Laura Belle Remington was born September 30, 1872, at Mauston (Juneau County) Wisconsin, the eldest daughter of William N. Remington and Hellen (Clark) Remington.
William Remington enlisted in Company K, 6th Wisconsin Infantry during the Civil War, and was wounded in the Battle of Gettysburg and at the Battle of Spotsylvania Courthouse in Laurel Hill, Virginia, the following year. He was promoted to the rank of Captain in July 1863.
Captain Remington filed on a tree claim, the SW 13-111-56, on June 19, 1879. He filed on a homestead, the SE 14-111-56, on December 23, 1879, returning to Wisconsin for the winter. The Remington family came to Kingsbury County in 1880, friends and relatives of the Lathrops and Robinsons who also had lived in Mauston, Wisconsin. Laura Remington was in the same school class as Minnie Johnson, Lizzie Power, and Carrie Ingalls, and she was mentioned as one of the younger girls in school in Pioneer Girl, and as part of a sleighing party in These Happy Golden Years. After Captain Remington’s death from complications of consumption in 1886 (he was buried in Mauston), Mrs. Remington cancelled the tree claim and preempted the quarter section, paying cash on November 1, 1887. The next year, she purchased a house in De Smet on Second Street, and lived there with her daughters. Hellen Remington died in 1913 and was buried in the De Smet cemetery.

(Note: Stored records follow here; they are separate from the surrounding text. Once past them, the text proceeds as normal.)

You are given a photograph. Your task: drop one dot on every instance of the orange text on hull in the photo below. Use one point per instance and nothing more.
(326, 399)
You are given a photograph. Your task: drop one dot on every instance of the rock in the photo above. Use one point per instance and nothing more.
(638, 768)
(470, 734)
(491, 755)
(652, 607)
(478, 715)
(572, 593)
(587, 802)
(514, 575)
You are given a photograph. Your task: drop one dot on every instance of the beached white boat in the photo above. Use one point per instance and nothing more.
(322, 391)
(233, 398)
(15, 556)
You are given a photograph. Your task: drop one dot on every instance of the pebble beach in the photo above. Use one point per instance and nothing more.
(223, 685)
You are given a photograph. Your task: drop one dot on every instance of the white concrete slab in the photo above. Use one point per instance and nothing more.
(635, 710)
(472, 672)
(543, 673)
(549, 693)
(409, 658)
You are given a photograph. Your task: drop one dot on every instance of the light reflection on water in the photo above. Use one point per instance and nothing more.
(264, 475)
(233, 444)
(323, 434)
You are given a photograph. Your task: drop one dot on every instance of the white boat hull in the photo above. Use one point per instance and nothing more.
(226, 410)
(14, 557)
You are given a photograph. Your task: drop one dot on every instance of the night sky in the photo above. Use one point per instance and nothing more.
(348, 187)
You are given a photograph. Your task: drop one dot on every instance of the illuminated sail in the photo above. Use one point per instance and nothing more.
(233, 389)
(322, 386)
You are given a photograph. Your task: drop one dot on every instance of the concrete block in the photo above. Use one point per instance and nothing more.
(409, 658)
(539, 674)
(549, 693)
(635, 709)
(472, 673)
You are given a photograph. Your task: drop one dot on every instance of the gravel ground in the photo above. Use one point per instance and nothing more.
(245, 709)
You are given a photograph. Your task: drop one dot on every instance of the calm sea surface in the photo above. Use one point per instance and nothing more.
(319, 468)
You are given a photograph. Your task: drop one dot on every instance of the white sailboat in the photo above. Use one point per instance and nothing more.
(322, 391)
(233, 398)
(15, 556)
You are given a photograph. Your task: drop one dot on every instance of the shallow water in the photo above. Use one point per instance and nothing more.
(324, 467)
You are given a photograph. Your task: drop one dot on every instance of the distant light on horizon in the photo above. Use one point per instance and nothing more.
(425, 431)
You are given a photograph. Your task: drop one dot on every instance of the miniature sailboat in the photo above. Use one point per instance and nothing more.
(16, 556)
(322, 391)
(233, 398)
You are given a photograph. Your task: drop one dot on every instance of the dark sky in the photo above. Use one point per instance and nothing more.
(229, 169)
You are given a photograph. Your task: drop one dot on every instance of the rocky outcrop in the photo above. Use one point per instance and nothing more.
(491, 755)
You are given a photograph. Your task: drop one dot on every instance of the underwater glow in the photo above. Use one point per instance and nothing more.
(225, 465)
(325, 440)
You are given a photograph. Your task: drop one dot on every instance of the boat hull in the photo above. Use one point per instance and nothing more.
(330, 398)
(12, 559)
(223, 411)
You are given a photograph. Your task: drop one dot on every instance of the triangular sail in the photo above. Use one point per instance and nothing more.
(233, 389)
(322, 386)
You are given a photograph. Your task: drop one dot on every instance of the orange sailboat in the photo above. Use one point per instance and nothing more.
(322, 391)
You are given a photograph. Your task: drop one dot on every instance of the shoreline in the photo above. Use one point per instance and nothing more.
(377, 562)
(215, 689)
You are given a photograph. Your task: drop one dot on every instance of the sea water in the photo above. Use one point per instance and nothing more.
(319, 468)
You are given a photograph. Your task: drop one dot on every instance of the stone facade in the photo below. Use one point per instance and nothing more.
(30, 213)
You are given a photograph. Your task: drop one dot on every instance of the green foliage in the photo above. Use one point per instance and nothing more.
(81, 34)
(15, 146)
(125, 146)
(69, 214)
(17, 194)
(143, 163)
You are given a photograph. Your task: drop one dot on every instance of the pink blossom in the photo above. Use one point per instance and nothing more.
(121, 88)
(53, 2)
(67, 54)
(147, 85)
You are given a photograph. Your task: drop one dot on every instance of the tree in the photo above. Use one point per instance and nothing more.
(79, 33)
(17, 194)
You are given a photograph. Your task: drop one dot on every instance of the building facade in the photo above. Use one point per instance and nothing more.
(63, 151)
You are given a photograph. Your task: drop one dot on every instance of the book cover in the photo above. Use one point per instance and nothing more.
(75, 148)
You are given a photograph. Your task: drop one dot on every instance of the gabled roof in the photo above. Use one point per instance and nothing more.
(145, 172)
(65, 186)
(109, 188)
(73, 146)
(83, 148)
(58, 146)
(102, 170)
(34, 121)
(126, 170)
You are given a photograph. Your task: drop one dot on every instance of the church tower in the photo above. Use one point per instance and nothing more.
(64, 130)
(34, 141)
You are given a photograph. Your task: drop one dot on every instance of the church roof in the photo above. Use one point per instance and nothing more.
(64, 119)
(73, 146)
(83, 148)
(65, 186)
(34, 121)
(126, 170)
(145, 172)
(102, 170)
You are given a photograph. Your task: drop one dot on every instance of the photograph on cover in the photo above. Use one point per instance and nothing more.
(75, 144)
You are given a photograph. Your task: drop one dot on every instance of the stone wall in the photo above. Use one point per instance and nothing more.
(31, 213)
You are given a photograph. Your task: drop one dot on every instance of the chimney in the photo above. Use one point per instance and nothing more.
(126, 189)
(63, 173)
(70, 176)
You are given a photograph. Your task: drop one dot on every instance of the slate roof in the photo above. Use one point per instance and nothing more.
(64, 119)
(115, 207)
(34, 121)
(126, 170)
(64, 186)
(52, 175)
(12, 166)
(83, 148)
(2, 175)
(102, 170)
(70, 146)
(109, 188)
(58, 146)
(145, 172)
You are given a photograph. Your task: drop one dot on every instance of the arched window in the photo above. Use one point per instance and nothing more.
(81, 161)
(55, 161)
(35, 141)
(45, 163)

Laura Remington was quite active in De Smet social life as a girl. After leaving school in 1888, she spent the winter at her old home in Mauston. Upon her return, she entertained quite often, including hosting a cake-and-ice-cream Valentine’s party for fifty – with printed invitations – along with Lizzie Power. A “lemon squeeze” party was given for the ladies of the Baptist Church. For Old Settler’s Day in 1890, Laura was in charge of the merchant’s carnival, made up of 24 young ladies with banners advertising local businesses. She was also active in Ladies’ Aid and Good Templars, and tennis parties were frequently held on the Remington lawn.
On November 12, 1890, Laura Remington married Aubrey Lawrence, son of Matilda and Phillip Lawrence. Aubrey was born June 13, 1870, in Mineral Point, Wisconsin. The Lawrences homesteaded in Brookings County; Aubrey graduated from South Dakota State College in 1888 and was admitted to the Bar in 1889. Laura and Aubrey lived for many years in Brookings, where Aubrey practiced law. They later moved to Fargo, North Dakota, then to Washington, D.C., where Aubrey was special assistant to the Attorney General under President Hoover. He worked with the Federal Farm Board and the Federal Power Commission. Laura and Aubrey had one son, Raymond, born in March 1892.
Laura Lawrence died December 6, 1936, in Washington, D.C. Her body was brought to De Smet for burial. Aubrey Lawrence died April 20, 1953, and was buried in Washington, D.C.